BRILLIANT CLASSICS 9291 [51:52] 

Quartets for Guitar, Flute and Strings
Quartet in D minor, for guitar, violin, viola and cello (1925) [28:41]
Quartet in A minor, for guitar, flute, viola and cello [37:32]
Gonzalo Noqué (guitar)
Alicia Fernández-Cueva (flute)
Raúl Galindo (violin)
Pedro Michel Torres (viola)
Jacobo Villalba (cello)
rec. Fray Luis de León Hall, Madrid, 25-27 February 2011.
BRILLIANT CLASSICS 9250 [66:18] 

Complete Works for Clarinet and Guitar
Drei Vortragsstücke [10:13]
Kleine Variationen on a Theme from Chopin's Preludes op.28 [5:25]
Sonata in D minor [18:59]
Sonata in A minor [22:01]
Sonatina in B flat [14:28]
Ludwig van BEETHOVEN (1770-1827)
12 Deutsche Tänze WoO.8 (arr. Rebay): No.4 [1:38]
No.5 [1:42] No.7 [1:43]
Luigi Magistrelli (clarinet)
Massimo Laura (guitar)
rec. S. Stefano, Ticino, Italy, October 2005 and May-July 2006.
BRILLIANT CLASSICS 94171 [76:09] 


"The most important thing happening at the moment in the world of guitar music is the rediscovery of the work of Viennese composer Ferdinand Rebay", writes annotator Javier Suárez-Pajares in the booklet for 9250. His assertion will be news to many, but Brilliant Classics' three monographs to date - there are surely many more to come - are the place to go for the facts. There is nothing to be gained, incidentally, by looking Rebay's name up in Grove - the lack of any reference whatsoever to him is one of that eminent encyclopedia's most glaring omissions. This was, after all, a pupil of Robert Fuchs alongside the likes of Mahler, Wolf, Sibelius, Zemlinsky and Korngold, and a prolific composer in all genres.
 
One of the stars of the present recordings, Spanish guitarist Gonzalo Noqué, can also be heard alongside compatriot María Pilar Sánchez in one of the few other existent monographs, Rebay's two oboe sonatas on Naxos, albeit currently in download or streaming format only (9.70073).

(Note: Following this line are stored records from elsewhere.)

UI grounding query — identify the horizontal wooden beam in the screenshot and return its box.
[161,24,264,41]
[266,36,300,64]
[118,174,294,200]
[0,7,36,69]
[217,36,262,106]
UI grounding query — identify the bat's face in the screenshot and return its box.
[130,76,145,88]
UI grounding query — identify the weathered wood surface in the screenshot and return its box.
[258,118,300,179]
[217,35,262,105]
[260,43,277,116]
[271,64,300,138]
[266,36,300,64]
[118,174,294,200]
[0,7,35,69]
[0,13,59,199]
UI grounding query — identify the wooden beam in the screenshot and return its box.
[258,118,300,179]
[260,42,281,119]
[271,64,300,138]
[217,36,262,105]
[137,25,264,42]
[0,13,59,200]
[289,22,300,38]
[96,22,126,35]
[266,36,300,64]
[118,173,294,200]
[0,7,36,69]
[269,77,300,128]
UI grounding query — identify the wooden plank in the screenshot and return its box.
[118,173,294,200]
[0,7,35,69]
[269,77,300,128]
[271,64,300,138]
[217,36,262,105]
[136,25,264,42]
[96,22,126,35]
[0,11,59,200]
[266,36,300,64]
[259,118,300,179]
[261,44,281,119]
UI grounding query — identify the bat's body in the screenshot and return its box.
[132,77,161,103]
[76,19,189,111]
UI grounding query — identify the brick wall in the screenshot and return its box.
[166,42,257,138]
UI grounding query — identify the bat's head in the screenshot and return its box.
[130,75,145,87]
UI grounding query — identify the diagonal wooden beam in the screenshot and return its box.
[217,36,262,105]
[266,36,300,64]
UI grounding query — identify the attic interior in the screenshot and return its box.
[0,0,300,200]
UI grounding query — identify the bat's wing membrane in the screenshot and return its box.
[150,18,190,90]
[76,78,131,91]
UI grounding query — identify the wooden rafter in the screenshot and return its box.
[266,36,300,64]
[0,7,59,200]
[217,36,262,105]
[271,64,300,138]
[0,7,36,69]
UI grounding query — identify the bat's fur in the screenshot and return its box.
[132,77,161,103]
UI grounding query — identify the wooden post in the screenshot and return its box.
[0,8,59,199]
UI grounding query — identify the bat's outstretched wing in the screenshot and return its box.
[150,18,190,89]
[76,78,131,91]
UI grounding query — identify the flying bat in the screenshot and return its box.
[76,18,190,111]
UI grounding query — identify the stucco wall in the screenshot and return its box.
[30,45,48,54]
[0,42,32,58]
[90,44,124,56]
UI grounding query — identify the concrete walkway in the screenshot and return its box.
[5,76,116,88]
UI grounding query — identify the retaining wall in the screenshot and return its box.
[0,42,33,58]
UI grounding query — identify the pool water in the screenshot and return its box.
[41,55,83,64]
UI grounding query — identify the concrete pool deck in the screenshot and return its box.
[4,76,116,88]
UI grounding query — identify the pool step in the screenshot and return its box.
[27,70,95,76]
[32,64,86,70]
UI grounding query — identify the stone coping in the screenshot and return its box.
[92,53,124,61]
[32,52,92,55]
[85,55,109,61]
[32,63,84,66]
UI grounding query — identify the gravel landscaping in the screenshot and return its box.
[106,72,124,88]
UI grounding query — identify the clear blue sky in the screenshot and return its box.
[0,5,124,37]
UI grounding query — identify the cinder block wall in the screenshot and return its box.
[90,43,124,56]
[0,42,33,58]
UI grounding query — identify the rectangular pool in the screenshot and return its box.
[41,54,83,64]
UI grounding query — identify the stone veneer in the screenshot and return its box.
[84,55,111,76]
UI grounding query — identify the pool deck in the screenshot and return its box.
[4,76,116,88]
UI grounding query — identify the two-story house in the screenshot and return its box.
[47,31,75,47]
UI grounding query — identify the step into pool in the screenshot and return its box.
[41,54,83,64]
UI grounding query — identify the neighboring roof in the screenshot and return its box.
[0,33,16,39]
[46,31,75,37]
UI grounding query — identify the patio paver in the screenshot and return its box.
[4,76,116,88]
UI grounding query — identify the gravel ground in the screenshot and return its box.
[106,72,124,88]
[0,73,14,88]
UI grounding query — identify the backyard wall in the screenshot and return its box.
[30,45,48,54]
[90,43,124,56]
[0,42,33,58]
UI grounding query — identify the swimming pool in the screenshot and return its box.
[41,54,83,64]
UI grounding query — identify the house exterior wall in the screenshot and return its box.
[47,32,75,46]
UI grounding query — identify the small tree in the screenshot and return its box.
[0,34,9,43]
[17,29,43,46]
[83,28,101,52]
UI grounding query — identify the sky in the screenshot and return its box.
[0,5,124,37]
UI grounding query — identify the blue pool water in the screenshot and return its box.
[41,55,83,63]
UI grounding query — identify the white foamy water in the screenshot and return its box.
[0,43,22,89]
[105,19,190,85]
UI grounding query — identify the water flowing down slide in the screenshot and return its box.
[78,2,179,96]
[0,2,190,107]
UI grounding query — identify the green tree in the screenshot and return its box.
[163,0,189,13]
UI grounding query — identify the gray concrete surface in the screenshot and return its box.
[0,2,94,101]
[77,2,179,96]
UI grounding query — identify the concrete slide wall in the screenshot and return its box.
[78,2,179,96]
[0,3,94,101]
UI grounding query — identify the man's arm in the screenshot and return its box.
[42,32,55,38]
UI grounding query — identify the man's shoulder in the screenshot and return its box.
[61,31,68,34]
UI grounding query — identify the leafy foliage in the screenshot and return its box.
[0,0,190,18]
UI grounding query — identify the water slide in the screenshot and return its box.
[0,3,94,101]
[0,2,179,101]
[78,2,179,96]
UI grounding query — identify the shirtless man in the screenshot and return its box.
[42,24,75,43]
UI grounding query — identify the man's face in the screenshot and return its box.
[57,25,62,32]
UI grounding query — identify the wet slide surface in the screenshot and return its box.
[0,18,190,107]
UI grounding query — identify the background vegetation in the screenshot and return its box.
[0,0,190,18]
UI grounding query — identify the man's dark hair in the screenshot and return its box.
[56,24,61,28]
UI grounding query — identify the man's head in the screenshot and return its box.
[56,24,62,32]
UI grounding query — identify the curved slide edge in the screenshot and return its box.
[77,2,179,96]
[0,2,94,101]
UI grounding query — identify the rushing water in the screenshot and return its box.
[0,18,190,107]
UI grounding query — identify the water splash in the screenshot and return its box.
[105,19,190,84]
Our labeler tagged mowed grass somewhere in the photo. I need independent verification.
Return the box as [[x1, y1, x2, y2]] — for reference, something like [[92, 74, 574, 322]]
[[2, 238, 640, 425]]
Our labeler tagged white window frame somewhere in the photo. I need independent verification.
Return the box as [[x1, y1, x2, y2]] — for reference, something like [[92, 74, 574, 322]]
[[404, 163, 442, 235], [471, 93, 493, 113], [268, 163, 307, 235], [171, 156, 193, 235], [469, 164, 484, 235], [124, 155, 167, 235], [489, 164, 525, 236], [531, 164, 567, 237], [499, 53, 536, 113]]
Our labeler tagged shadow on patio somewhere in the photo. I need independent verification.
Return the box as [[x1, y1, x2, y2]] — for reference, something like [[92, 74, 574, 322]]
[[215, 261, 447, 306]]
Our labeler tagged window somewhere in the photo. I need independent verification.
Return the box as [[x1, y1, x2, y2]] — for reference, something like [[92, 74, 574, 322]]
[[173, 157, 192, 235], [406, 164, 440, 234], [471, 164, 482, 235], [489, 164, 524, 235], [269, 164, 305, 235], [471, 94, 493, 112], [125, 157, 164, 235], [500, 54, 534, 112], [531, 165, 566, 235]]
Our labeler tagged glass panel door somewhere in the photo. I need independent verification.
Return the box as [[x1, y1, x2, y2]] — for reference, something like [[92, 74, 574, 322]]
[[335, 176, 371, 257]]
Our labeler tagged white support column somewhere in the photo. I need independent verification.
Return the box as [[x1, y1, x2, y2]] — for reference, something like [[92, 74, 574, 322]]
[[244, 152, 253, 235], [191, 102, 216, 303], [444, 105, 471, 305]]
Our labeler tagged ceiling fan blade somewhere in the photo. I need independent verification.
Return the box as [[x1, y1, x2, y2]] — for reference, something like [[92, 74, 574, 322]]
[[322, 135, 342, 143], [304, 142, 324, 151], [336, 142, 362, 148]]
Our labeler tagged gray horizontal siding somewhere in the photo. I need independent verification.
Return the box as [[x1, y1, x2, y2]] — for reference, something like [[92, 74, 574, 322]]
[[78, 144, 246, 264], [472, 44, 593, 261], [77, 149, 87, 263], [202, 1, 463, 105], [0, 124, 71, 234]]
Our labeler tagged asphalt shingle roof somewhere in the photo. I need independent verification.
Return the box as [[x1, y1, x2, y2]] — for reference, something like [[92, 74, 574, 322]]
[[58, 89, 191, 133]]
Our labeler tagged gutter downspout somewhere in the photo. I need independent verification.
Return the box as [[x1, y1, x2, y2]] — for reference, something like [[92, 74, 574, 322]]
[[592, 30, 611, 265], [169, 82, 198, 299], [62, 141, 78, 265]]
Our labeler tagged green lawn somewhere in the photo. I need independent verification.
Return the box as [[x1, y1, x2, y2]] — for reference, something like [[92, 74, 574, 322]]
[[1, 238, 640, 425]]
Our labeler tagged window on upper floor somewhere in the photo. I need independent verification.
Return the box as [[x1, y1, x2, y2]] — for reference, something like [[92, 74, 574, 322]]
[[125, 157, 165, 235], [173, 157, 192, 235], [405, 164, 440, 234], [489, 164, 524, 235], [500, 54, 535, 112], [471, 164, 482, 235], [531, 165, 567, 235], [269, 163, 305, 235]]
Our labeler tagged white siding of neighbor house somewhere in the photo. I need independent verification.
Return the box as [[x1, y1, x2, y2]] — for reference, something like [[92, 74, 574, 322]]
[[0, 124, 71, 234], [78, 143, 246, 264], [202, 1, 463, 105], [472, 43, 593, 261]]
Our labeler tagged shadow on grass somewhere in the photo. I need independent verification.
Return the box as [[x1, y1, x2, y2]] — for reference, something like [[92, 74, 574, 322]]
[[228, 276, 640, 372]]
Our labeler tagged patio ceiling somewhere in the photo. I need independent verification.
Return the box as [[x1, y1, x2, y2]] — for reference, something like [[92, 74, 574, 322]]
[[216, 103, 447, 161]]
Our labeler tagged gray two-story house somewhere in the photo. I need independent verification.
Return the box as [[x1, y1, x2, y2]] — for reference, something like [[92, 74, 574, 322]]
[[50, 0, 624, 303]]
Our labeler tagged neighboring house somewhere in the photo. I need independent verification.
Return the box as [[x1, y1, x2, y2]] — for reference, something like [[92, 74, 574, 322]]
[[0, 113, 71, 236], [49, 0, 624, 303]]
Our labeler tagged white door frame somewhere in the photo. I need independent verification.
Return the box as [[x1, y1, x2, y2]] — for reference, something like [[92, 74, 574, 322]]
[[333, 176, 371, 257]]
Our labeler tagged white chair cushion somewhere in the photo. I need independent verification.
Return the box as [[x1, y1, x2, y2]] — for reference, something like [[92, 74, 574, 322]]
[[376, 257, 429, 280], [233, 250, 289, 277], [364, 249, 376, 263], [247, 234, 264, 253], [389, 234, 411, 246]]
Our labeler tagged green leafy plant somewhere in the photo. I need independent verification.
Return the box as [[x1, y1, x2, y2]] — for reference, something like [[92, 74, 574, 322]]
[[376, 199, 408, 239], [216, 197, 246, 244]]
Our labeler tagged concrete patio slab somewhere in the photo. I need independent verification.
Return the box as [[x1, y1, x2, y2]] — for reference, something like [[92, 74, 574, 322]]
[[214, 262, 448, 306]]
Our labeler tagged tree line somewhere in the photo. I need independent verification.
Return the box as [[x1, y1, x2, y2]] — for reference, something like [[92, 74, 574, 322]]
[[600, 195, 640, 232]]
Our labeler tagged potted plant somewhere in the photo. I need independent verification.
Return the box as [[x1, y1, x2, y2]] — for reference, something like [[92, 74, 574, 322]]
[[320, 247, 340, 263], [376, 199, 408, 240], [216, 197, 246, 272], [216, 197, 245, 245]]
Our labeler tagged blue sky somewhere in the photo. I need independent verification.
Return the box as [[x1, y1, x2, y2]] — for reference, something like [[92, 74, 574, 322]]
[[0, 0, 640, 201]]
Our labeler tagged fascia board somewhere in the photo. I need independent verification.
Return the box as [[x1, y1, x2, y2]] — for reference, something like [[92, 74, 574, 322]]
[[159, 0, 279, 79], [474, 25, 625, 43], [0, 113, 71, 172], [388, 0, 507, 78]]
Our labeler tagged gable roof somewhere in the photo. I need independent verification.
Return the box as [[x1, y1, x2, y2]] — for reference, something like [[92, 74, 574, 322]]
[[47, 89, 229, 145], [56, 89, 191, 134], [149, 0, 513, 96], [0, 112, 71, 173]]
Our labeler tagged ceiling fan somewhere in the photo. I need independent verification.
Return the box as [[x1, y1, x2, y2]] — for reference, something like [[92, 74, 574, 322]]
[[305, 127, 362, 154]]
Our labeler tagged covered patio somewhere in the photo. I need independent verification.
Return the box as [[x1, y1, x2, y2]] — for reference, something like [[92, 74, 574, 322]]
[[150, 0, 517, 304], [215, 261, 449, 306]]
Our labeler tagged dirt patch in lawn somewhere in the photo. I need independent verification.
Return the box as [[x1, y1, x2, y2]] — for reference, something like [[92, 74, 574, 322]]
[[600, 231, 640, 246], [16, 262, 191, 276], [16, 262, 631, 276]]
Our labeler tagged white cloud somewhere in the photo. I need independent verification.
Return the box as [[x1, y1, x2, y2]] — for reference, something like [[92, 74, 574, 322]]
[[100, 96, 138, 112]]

Noqué's useful biography of Rebay for Naxos can be freely accessed here
It is a curious fact that Rebay was an almost exact contemporary of Schoenberg and Prokofiev - outliving the latter and Stalin by eight months. His two sonatas for flute and guitar were written, as Noqué points out in his notes for 9291, at almost exactly the same time as Prokofiev's own Flute Sonata op.94, and Dutilleux's Flute Sonatina - yet the contrast in style could hardly be greater. The harmonies do ultimately let slip what century Rebay was writing in, yet this music is so unashamedly mellifluous and unassuming that it is the easiest of things to forget. There are reminiscences of folk songs, Giuliani, Schubert, and the influential Spanish guitar masters like Sor and Tárrega splashed throughout these scores, which are given the five-star treatment by Noqué and flautist María José Belotto.
 
Yet Rebay was no dilettante - as tuneful as his music always is, it is unfailingly imaginative, nowhere more so than in the two guitar quartets. These are actually for different forces, even if the CD cover suggests otherwise. The all-strings line-up of the D minor follows in the footsteps of Boccherini's delightful quintets, which are sometimes recalled in its pages. When Rebay replaces the violin with a flute for the even longer A minor work, he is following a trail blazed by Schubert's D.96 (albeit after Wenzelaus Matiegka's Notturno op.21). This is such a rare combination of instruments that it may strike some ears as slightly alien-sounding, but Rebay's A minor Quartet is a beautiful work whose colours and textures linger in the memory alongside the lovely Giulianian melodies. Noqué and flautist Alicia Fernández-Cueva, along with the three Spanish string players, perform these Mediterranean-steeped works with classical elegance.
 
In the earliest of the three discs under review, Italian guitarist Massimo Laura is joined by his fellow landsman Luigi Magistrelli, whose dulcet clarinet comes in for the flute, the latter's airy atmospherics replaced with the intimate warmth of the former. In the Drei Vortragsstücke especially there are hints of the Jewish influences suspected by the Nazi regime in 1938, which resulted in Rebay's dismissal from his post at the Vienna Music Academy, this in turn ending in his destitute demise.
 
Despite writing so much for the guitar, Rebay himself did not play the instrument, although his niece, Gertha Hammerschmied (1906-85), was and served him well as a muse. Perhaps the fact that Rebay was not a guitarist explains, in part at least, why the likes of Segovia, Llobet, Pujol and their heirs did not take an interest in his music - he wrote for duos or quartets, of which one equal part was a guitar, rather than for dazzling virtuosos. Whether or not Rebay really is finally "rising from undeserved oblivion to occupy a deserved place of respect within the history of guitar music", as Noqué claims, is debatable, but at least none can say that he and the other musicians on these fine recordings have not made a good case for him.
 
Sound quality is very high in all three instances, although the two flute sonatas were recorded in a church in Ontario where the ambience is rather reverberant. The booklets have notes in English and Spanish, but curiously no German. Either way, they are detailed and well written. The total timing figure given for 9291 is wrong, clearly cut-and-pasted from 9250. In fact, the disc is a quarter of an hour shorter.
 
Finally, a number of Rebay's art songs can be heard on a recent Arsis album, sung by Maximilian Kiener, who is accompanied - almost inevitably - by Gonzalo Noqué on the guitar (review). That recording is not as impressive as the present trio, but it does bore another gaping hole in the views of those who believe that Schoenberg was responsible for the death of melody and structure.